La ville s’étendait en contrebas de la colline en occupant les rives est et sud d’un grand lac. Elle s’organisait autour d’une esplanade centrale posée en bordure de l’eau. Deux curieux bâtiments coniques blancs de haute taille fermaient cette place au sud alors que les côtés est et ouest étaient chacun occupés par trois immeubles en formes de pyramides en escalier hautes de huit étages, blanches elles aussi. Le premier cercle de constructions était constitué de maisons carrées à deux niveaux, toutes de formes identiques mais de couleurs très diversifiées.

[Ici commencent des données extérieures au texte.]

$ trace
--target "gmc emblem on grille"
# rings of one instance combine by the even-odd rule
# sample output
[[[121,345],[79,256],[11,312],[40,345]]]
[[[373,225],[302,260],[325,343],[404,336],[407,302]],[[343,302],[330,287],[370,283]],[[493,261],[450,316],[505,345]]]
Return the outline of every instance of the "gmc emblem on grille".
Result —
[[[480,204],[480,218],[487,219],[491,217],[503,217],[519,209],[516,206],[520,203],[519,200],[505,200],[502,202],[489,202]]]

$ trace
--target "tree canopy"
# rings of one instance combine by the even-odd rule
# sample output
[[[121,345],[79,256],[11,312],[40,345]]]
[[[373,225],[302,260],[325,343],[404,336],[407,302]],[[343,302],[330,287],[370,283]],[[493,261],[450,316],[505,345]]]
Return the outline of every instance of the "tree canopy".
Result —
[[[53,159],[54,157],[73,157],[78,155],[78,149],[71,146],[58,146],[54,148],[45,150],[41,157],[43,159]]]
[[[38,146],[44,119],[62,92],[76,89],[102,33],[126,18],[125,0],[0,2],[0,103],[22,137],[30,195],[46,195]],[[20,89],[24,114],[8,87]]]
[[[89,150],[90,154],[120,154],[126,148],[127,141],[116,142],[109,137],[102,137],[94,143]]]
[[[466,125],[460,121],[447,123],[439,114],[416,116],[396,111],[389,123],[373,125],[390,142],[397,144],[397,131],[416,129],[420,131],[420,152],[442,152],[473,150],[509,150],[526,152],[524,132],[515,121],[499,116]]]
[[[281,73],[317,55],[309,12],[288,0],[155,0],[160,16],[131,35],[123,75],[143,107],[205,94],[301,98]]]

La seconde couronne de bâtiments était beaucoup plus disparate. Elle était constituée de bâtisses aux formes et aux couleurs diversifiées, mais toutes de taille réduite.

Le plan d’ensemble apparaissait cependant parfaitement géométrique. Sept boulevards, dessinés au cordeau, émanaient du centre pour desservir la périphérie. À intervalles réguliers, des avenues en demi-cercle les traversaient. Cette organisation urbaine me fit penser au plan du centre d’Amsterdam, mais ici, les voies remplaçaient les canaux pour séparer les pâtés de maison.

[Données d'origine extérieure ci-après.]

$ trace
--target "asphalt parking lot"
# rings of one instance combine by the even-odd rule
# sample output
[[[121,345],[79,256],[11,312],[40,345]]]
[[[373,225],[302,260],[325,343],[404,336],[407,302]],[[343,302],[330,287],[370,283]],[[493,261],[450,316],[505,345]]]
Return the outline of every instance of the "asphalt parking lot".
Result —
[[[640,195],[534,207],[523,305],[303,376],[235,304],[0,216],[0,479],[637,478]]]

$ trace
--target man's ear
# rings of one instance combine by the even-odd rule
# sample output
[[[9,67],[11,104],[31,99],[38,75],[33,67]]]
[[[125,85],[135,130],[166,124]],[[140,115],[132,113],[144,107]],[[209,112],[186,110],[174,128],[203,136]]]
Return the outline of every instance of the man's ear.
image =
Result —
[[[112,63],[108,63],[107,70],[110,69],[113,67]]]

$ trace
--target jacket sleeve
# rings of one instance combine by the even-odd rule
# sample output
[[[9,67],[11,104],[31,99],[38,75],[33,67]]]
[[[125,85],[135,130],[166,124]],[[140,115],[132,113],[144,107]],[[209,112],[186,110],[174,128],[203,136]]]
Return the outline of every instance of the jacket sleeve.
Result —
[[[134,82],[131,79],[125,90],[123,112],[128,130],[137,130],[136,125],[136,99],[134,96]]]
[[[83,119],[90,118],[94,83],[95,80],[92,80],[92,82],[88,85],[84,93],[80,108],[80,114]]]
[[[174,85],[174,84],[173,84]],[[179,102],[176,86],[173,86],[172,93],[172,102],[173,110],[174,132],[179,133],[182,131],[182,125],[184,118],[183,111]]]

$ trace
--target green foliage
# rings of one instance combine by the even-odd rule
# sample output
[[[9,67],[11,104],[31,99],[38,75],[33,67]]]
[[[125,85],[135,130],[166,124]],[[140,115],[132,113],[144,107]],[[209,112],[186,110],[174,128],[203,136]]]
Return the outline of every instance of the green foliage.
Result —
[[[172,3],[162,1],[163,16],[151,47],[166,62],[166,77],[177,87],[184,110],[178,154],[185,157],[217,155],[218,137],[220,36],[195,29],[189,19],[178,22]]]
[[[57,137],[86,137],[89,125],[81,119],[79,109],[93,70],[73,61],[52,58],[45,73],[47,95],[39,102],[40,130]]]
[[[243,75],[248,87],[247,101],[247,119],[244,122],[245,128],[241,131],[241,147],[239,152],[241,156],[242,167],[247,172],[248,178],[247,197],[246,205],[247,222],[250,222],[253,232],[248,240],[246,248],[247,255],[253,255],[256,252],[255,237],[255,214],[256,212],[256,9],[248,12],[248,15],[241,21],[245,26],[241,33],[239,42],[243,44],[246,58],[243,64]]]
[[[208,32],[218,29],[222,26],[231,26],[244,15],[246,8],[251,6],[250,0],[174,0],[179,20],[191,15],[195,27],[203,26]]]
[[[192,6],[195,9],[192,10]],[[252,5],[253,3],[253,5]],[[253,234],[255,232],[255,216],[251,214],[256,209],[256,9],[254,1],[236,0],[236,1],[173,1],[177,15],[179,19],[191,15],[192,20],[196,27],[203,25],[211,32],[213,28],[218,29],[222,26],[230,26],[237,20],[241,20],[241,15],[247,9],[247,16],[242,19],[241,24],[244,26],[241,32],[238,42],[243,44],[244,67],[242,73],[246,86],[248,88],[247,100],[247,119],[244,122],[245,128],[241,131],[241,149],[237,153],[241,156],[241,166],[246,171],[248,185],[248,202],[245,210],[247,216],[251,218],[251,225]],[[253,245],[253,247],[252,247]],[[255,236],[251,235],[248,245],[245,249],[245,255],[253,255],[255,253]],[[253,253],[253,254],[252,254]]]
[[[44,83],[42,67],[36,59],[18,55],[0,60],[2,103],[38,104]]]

Nous laissâmes notre véhicule à l’entrée de la ville où nous attendait une autre voiture, plus légère, qui nous conduisit sur la place centrale. La ville était animée et je pus constater une diversité de population que je n’avais encore jamais vue depuis le début de mon périple.

Je m’en ouvris à Azart :

  • Il me semble qu’ici cohabite une grande variété de peuplement.
  • En effet, me répondit-il, chacune des cités de notre nation est représentée et comme tu as pu le voir, entre les peuples du littoral, de la forêt, du désert et de ce plateau, nous avons la chance d’avoir une population très variée. De plus, les autres nations, étant intéressées par l’expérience, nous envoient aussi régulièrement certains de leurs représentants.
  • C’est exact, confirma Sour. L’un de mes neveux est actuellement ici depuis huit mois. Nous le rencontrerons probablement.
  • Par contre, je ne vois pas d’enfants, remarquai-je.
  • Non, pour l’instant, il n’y en a pas ici. Une tentative a été faite, mais elle n’a pas été fructueuse car les enfants, souvent trop impatients et impulsifs, avaient tendance à perturber le bon fonctionnement de la cité. Il est envisagé de créer un autre site qui serait peuplé de familles. Donc les seuls enfants que vous pourriez croiser sont des bébés nés ici, mais ils devront quitter le projet, avec leurs parents, avant leurs deux ans.

Notre véhicule ayant emprunté l’un des grands axes radiants, nous arrivâmes rapidement sur le forum central. Le conducteur s’arrêta devant l’un des deux bâtiments coniques où une petite délégation d’une douzaine de personnes nous attendait.